In Java/Scala/Python implementations of Spark, one can simply call the foreach
method of RDD
or DataFrame
types in order to parallelize the iterations over a dataset.
In SparkR I can't find such instruction. What would be the proper way to iterate over the rows of a DataFrame
?
I could only find the gapply
and dapply
functions, but I don't want to calculate new column values, I just want to do something by taking one element from a list, in parallel.
My previous attempt was with lapply
inputDF <- read.df(csvPath, "csv", header = "true", inferSchema = "true", na.strings = "")

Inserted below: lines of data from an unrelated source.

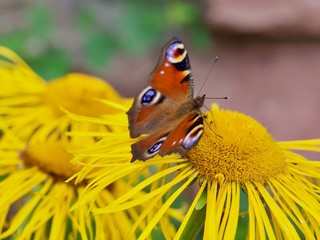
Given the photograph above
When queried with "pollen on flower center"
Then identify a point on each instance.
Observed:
(236, 148)
(78, 93)
(51, 157)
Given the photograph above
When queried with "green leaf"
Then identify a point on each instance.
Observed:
(194, 225)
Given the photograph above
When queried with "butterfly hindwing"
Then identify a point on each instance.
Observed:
(178, 140)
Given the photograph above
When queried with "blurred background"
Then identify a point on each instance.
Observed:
(269, 51)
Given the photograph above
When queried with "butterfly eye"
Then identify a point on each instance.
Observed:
(150, 96)
(176, 52)
(154, 149)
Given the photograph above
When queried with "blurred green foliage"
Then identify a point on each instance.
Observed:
(102, 29)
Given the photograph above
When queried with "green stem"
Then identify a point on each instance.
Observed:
(194, 225)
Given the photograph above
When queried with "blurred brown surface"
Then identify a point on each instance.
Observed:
(273, 18)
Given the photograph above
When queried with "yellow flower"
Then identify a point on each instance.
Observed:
(28, 102)
(235, 159)
(35, 199)
(35, 161)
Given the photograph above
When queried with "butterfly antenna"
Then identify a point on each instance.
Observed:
(209, 123)
(205, 80)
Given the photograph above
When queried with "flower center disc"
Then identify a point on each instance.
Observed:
(236, 148)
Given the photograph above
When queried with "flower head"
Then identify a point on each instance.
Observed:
(35, 158)
(235, 160)
(28, 102)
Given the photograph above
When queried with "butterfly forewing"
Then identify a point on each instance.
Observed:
(166, 109)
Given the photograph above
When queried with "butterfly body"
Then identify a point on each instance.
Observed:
(166, 109)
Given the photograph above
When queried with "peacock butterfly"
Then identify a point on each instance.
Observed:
(166, 109)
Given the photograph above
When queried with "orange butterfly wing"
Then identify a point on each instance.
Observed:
(166, 109)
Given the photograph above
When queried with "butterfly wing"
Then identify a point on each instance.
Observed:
(170, 83)
(180, 139)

createOrReplaceTempView(inputDF,'inputData')
distinctM <- sql('SELECT DISTINCT(ID_M) FROM inputData')
collected <- collect(distinctM)[[1]]
problemSolver <- function(idM) {
filteredDF <- filter(inputDF, inputDF$ID_M == idM)
}
spark.lapply(c(collected), problemSolver)

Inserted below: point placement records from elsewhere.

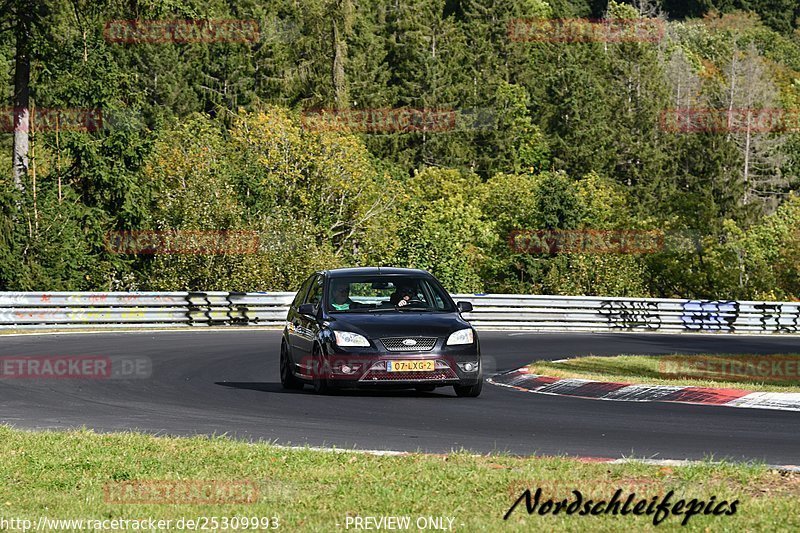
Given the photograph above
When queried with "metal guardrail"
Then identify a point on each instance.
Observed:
(42, 310)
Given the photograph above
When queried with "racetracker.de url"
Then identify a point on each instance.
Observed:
(197, 523)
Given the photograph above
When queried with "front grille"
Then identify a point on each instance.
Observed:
(382, 375)
(421, 344)
(378, 373)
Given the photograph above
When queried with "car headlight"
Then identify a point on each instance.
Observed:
(348, 338)
(463, 336)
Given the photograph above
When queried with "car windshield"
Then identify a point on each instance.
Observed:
(391, 294)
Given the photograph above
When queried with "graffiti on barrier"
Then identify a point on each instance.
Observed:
(710, 315)
(630, 315)
(779, 317)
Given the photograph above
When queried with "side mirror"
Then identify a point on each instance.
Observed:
(307, 309)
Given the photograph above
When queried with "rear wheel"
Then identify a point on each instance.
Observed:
(288, 379)
(320, 374)
(469, 391)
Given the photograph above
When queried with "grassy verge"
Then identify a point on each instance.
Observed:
(67, 475)
(769, 373)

but I'm getting this error:
Error in handleErrors(returnStatus, conn) :
org.apache.spark.SparkException: Job aborted due to stage failure: Task 1 in stage 5.0 failed 1 times, most recent failure: Lost task 1.0 in stage 5.0 (TID 207, localhost, executor driver): org.apache.spark.SparkException: R computation failed with
Error in callJMethod(x@sdf, "col", c) :
Invalid jobj 3. If SparkR was restarted, Spark operations need to be re-executed.
Calls: compute ... filter -> $ -> $ -> getColumn -> column -> callJMethod
What would be the solution provided by R to solve such problems?